The moonlight fell upon the earth like a magic unearthly dawn.
It wiped away all rawness, it hid all sores. It gave all common and
familiar things--the sagging drift of the barn, the raw shed of the
creamery, the rich curve of the lawyer's crab-apple trees--a uniform
bloom of wonder. He lighted a cigarette, watching its red
glowing suspiration in the mirror, and leaned upon the rail of his
porch, looking out. Presently, he grew aware that Laura James,
eight feet away, was watching him. The moonlight fell upon
them, bathing their flesh in a green pallor, and steeping them in its
silence. Their faces were blocked in miraculous darkness, out
of which, seeing but unseen, their bright eyes lived.
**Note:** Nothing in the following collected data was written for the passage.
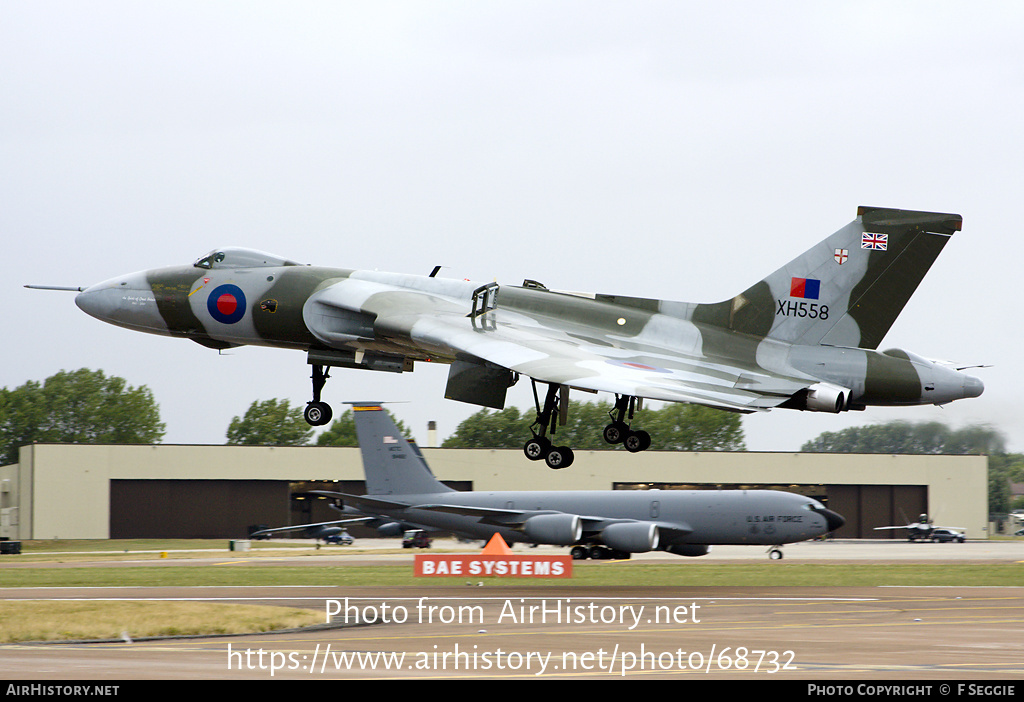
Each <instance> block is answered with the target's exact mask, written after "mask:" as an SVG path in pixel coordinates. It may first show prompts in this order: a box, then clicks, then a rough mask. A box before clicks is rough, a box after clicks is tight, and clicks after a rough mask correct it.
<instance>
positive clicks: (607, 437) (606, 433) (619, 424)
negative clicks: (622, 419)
mask: <svg viewBox="0 0 1024 702" xmlns="http://www.w3.org/2000/svg"><path fill="white" fill-rule="evenodd" d="M629 432H630V429H629V427H627V426H626V424H625V423H623V422H612V423H611V424H609V425H608V426H607V427H605V428H604V440H605V441H607V442H608V443H609V444H621V443H622V442H623V440H624V439H625V438H626V437H627V436H628V435H629Z"/></svg>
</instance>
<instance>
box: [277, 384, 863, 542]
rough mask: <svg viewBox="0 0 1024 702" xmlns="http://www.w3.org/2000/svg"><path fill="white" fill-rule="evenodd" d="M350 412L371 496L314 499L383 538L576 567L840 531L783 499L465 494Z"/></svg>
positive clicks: (381, 423)
mask: <svg viewBox="0 0 1024 702" xmlns="http://www.w3.org/2000/svg"><path fill="white" fill-rule="evenodd" d="M352 404H353V407H352V410H353V412H352V413H353V416H354V422H355V430H356V433H357V435H358V439H359V451H360V453H361V455H362V468H364V471H365V473H366V478H367V483H366V485H367V494H365V495H355V494H347V493H341V492H332V491H326V490H324V491H314V493H315V494H321V495H324V496H328V497H332V498H334V499H335V500H336V502H335V503H334V504H333V507H334V508H335V509H336V510H337V511H339V512H341V513H342V515H344V516H345V517H347V518H349V519H365V520H369V521H368V522H367V523H368V525H369V526H377V528H378V529H379V530H380V531H381V533H382V534H384V535H395V534H397V533H400V532H401V531H402V530H404V529H411V528H418V529H426V530H432V531H451V532H454V533H456V534H458V535H460V536H464V537H471V538H479V539H483V540H488V539H489V538H490V537H492V536H493V535H494V534H495V533H498V534H501V536H502V537H503V538H504V539H505V541H506V542H508V543H514V542H517V541H518V542H523V543H547V544H556V545H566V546H572V556H573V558H578V559H581V558H609V557H614V558H629V556H630V554H638V553H647V552H651V551H664V552H668V553H671V554H675V555H677V556H705V555H706V554H708V552H709V550H710V547H711V546H712V545H716V544H749V545H770V546H773V549H772V551H771V552H770V553H771V554H772V557H773V558H780V557H781V552H780V551H778V549H777V546H778V545H780V544H784V543H793V542H796V541H803V540H806V539H810V538H815V537H818V536H823V535H825V534H827V533H829V532H831V531H835V530H836V529H838V528H840V527H841V526H842V525H843V523H844V520H843V518H842V517H841V516H840V515H838V514H836V513H835V512H831V511H830V510H827V509H826V508H825V507H824V506H823V504H822V503H821V502H820V501H818V500H816V499H813V498H811V497H805V496H803V495H799V494H795V493H792V492H782V491H777V490H588V491H583V490H568V491H560V490H547V491H530V490H516V491H500V492H499V491H494V492H483V491H481V492H460V491H456V490H453V489H452V488H450V487H447V486H445V485H444V484H442V483H440V482H439V481H438V480H437V479H436V478H435V477H434V476H433V474H432V473H431V472H430V469H429V467H428V466H427V464H426V460H424V458H423V455H422V453H420V451H419V450H418V449H417V448H416V447H415V445H414V444H411V443H410V442H409V441H408V440H407V439H404V437H402V436H401V434H400V433H399V431H398V429H397V427H396V426H395V424H394V421H393V420H392V419H391V418H390V416H389V415H388V414H387V412H385V411H384V409H383V407H381V406H380V405H379V404H377V403H373V402H355V403H352ZM339 523H341V522H339ZM316 526H322V525H316ZM291 528H293V529H294V528H298V527H291Z"/></svg>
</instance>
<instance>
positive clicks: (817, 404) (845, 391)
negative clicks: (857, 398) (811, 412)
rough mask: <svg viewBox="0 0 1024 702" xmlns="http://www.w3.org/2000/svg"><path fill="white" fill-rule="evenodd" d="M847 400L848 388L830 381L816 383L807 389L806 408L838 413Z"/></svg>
mask: <svg viewBox="0 0 1024 702" xmlns="http://www.w3.org/2000/svg"><path fill="white" fill-rule="evenodd" d="M849 400H850V391H849V390H847V389H846V388H841V387H840V386H838V385H831V384H830V383H816V384H815V385H812V386H811V387H810V388H808V389H807V408H808V409H810V410H812V411H816V412H835V413H839V412H841V411H843V410H844V409H846V405H847V402H849Z"/></svg>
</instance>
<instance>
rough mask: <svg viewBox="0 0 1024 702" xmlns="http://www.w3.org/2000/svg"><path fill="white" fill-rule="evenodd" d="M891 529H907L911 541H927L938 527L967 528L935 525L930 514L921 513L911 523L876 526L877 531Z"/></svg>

They
gazed at each other in that elfin light, without speaking. In
the room below them, the light crawled to his father's bed, swam up
the cover, and opened across his face, thrust sharply upward.
The air of the night, the air of the hills, fell on the boy's bare
flesh like a sluice of clear water. His toes curled in to grip
wet grasses.
On the landing, he heard
Mrs. Pert go softly up to bed, fumbling with blind care at the
walls. Doors creaked and clicked. The house grew solidly
into quiet, like a stone beneath the moon. They looked, waiting
for a spell and the conquest of time. Then she spoke to
him--her whisper of his name was only a guess at sound. He threw his
leg across the rail, and thrust his long body over space to the sill
of her window, stretching out like a cat. She drew her breath
in sharply, and cried out softly, "No! No!" but she
caught his arms upon the sills and held him as he twisted in.